I would think you would want to put a little more research into the idea of setting up your own company. There is a good deal of information already available on this site, about various ways to set up a freezone company and some costs. RAK is a good option, but there are others


----------



## societedubai (Oct 17, 2011)

Are you sure about this "RAK Free Zone" ( also known as RAKIA Free Zone ) or RAK Free Trade Zone ?

Don't mess between RAKIA FZ ( from the RAK Investment Authority) and the RAK FTZ that is different.

You should check about the difference about the licence prices and renewals


----------



## Mr Rossi (May 16, 2009)

I think everyone should make company formation decisions based on car parking and how far it is the nearest pub.


----------



## adrianh (Sep 20, 2008)

It is RAK FZ office not RAKIA!!


----------



## adrianh (Sep 20, 2008)

And in reply to Mr. Rossi the information was posted to help others and in genuine good faith and not be made a joke of. A


----------



## md000 (Dec 16, 2008)

adrianh said:


> And in reply to Mr. Rossi the information was posted to help others and in genuine good faith and not be made a joke of. A


Then again, I thought it was quite humorous.

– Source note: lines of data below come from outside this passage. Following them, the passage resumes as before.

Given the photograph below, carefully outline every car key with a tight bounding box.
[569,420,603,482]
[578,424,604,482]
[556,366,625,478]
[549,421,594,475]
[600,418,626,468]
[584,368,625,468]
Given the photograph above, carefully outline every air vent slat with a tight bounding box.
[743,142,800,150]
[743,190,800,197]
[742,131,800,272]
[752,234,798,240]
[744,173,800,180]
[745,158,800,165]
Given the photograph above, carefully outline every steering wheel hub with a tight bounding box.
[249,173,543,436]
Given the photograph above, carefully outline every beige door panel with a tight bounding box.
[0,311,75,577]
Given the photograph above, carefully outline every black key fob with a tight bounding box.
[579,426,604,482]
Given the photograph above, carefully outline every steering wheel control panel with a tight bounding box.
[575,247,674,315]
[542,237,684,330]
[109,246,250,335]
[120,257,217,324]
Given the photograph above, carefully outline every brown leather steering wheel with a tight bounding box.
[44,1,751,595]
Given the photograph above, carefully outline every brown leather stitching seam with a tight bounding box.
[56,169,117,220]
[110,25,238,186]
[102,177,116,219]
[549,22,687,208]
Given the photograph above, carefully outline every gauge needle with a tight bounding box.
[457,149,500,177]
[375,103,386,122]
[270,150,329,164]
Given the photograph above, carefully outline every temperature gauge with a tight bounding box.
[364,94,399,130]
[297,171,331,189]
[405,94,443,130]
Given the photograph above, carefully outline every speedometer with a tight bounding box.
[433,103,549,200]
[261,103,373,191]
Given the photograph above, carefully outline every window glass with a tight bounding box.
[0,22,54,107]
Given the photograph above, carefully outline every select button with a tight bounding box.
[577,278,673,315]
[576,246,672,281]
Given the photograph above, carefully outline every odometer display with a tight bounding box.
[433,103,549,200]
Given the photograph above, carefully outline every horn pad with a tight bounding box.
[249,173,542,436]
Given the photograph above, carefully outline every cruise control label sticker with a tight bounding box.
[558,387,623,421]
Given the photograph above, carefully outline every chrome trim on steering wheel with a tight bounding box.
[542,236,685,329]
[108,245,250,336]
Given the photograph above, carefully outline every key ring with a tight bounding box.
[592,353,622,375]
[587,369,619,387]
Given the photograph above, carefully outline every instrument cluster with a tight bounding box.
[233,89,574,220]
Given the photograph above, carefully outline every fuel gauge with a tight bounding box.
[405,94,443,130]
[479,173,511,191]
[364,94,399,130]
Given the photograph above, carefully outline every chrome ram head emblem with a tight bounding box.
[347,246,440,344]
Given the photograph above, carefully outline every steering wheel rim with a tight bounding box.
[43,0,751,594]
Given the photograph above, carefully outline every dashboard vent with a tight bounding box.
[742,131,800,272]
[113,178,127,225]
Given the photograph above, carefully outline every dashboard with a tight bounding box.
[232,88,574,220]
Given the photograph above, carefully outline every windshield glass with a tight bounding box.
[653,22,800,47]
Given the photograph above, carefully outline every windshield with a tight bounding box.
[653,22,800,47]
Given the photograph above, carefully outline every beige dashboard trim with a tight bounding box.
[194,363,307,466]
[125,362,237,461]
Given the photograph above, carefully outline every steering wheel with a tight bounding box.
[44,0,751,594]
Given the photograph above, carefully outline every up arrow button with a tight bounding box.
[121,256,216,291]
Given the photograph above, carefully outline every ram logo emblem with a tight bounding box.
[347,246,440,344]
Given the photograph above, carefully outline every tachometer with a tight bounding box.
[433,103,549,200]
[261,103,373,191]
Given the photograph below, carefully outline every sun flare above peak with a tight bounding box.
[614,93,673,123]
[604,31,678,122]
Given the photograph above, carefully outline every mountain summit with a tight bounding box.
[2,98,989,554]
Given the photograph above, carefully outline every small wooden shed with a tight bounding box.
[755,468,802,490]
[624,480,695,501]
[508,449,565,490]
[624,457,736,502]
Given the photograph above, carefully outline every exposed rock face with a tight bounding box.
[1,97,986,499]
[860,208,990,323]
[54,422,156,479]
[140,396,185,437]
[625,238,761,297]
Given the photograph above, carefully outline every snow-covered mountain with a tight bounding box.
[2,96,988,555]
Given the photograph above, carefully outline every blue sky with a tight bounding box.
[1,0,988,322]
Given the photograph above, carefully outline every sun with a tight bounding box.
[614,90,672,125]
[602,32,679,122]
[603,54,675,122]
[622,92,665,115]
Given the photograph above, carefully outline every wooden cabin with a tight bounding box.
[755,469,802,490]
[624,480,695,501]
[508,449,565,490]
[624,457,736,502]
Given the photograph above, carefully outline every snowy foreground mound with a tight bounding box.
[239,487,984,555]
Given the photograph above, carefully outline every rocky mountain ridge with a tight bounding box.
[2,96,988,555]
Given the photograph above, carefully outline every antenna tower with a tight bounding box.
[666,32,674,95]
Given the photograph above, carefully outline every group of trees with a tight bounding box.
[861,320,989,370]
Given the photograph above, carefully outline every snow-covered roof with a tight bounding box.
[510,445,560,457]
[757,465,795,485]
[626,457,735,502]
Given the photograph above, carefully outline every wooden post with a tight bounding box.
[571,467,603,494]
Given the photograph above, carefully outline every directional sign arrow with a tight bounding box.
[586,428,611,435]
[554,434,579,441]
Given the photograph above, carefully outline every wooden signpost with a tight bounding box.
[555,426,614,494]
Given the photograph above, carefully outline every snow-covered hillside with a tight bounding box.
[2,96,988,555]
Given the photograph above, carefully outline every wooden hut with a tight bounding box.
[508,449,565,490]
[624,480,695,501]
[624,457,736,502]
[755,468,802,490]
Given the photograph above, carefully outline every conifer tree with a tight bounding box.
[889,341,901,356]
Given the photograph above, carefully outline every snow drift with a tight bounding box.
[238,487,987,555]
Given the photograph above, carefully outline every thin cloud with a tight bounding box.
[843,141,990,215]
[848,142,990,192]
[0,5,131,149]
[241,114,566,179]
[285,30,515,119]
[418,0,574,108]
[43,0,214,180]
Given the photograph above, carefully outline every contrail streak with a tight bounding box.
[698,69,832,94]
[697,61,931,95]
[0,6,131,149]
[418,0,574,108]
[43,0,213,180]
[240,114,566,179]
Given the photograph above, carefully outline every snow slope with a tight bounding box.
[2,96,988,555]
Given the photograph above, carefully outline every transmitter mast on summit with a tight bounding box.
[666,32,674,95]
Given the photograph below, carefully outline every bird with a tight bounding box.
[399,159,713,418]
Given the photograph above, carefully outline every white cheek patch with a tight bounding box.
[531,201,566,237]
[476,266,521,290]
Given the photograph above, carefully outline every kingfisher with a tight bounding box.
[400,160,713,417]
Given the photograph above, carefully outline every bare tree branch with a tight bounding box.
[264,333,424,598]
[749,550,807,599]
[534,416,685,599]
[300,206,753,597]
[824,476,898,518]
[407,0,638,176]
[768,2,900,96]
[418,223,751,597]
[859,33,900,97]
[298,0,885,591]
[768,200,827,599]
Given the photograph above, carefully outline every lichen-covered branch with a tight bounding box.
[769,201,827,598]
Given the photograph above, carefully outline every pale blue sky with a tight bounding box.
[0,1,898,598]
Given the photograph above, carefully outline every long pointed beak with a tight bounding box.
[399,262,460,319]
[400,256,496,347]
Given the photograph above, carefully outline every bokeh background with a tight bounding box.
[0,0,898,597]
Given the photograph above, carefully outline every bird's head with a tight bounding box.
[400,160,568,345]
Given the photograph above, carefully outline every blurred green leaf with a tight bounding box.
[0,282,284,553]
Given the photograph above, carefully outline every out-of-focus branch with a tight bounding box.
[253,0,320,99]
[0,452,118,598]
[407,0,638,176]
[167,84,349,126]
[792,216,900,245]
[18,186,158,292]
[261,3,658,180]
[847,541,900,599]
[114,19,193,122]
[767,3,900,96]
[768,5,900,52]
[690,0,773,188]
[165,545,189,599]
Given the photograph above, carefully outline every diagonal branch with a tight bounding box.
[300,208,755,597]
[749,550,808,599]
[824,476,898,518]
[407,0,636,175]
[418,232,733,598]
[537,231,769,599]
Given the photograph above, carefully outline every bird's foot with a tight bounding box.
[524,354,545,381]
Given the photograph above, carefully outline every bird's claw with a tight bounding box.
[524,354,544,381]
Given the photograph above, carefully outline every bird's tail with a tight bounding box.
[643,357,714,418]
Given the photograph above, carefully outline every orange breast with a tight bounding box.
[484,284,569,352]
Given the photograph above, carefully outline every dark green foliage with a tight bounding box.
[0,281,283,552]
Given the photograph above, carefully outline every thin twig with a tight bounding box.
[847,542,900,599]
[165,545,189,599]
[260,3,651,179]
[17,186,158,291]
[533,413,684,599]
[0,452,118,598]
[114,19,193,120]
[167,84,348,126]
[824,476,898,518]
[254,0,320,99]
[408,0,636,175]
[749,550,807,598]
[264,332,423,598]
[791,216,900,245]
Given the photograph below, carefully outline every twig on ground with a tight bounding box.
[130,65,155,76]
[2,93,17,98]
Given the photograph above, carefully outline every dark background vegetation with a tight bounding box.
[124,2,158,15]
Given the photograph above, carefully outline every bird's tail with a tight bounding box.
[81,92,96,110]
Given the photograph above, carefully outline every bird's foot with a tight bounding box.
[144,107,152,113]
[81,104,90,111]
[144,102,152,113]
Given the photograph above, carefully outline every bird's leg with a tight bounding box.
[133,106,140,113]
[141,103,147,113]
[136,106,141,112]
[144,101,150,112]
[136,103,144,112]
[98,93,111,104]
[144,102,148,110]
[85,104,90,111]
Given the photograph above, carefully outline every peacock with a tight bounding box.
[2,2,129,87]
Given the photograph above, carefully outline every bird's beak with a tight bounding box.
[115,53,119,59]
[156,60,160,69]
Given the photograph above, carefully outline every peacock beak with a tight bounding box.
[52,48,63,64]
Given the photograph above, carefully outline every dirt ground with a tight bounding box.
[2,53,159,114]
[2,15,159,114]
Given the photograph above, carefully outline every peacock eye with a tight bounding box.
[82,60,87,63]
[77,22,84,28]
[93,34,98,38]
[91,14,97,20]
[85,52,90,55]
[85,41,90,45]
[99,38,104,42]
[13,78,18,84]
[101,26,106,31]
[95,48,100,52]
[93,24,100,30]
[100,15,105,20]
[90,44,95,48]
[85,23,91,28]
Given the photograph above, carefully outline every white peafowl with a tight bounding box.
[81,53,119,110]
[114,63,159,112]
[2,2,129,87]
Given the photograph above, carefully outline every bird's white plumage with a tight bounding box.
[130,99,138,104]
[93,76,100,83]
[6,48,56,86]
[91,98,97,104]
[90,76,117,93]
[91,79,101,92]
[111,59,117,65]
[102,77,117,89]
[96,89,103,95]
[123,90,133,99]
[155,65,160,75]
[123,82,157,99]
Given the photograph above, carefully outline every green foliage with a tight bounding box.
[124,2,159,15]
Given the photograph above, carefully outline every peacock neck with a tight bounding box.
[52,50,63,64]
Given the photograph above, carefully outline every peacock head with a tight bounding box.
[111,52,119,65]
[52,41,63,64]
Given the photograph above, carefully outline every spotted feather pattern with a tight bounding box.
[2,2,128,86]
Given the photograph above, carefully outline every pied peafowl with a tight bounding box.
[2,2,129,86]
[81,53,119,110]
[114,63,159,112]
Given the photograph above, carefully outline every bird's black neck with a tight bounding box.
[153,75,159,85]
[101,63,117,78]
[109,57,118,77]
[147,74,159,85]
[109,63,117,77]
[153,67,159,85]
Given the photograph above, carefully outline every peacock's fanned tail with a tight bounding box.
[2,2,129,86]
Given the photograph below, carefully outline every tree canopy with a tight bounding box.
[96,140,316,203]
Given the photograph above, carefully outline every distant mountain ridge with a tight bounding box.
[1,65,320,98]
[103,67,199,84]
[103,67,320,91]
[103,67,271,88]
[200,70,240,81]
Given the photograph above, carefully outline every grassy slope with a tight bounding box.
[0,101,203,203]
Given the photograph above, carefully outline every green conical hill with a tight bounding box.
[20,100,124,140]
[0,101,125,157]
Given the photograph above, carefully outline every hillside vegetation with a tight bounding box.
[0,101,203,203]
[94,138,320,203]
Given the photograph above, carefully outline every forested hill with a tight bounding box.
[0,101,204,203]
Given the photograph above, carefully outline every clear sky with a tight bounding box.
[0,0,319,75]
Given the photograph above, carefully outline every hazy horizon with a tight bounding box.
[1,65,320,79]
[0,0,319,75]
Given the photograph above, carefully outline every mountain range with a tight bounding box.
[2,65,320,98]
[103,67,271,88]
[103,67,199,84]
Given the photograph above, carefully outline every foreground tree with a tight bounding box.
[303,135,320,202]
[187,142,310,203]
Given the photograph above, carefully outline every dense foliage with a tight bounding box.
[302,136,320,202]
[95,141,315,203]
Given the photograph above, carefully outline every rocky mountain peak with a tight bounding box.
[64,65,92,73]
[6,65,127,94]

If we use your logic, I can walk from my office to the Bonnington in JLT freezone. They have a nice pub - and in my opinion - better than the BBC in Festival City (the food has gone downhill in the past 3 years). 

While I am not a snob, heading over to some of the places in DIFC (also a freezone) is quite nice and luxurious. 

just sayin....

-md000/Mike


----------



## crazygirl (Nov 17, 2011)

fcjb1970 said:


> I would think you would want to put a little more research into the idea of setting up your own company. There is a good deal of information already available on this site, about various ways to set up a freezone company and some costs. RAK is a good option, but there are others


Everyhthing is out there for research but I am here and if the prices were posted here it would help me and others.


----------



## md000 (Dec 16, 2008)

crazygirl said:


> Everyhthing is out there for research but I am here and if the prices were posted here it would help me and others.



You also have to take into consideration that this forum has an ephemeral aspect to it. The prices posted today may not be the prices posted tomorrow. 

In addition, the "price" you seek isn't the only one. There are numerous hidden costs that aren't stated.

-md000/Mike


----------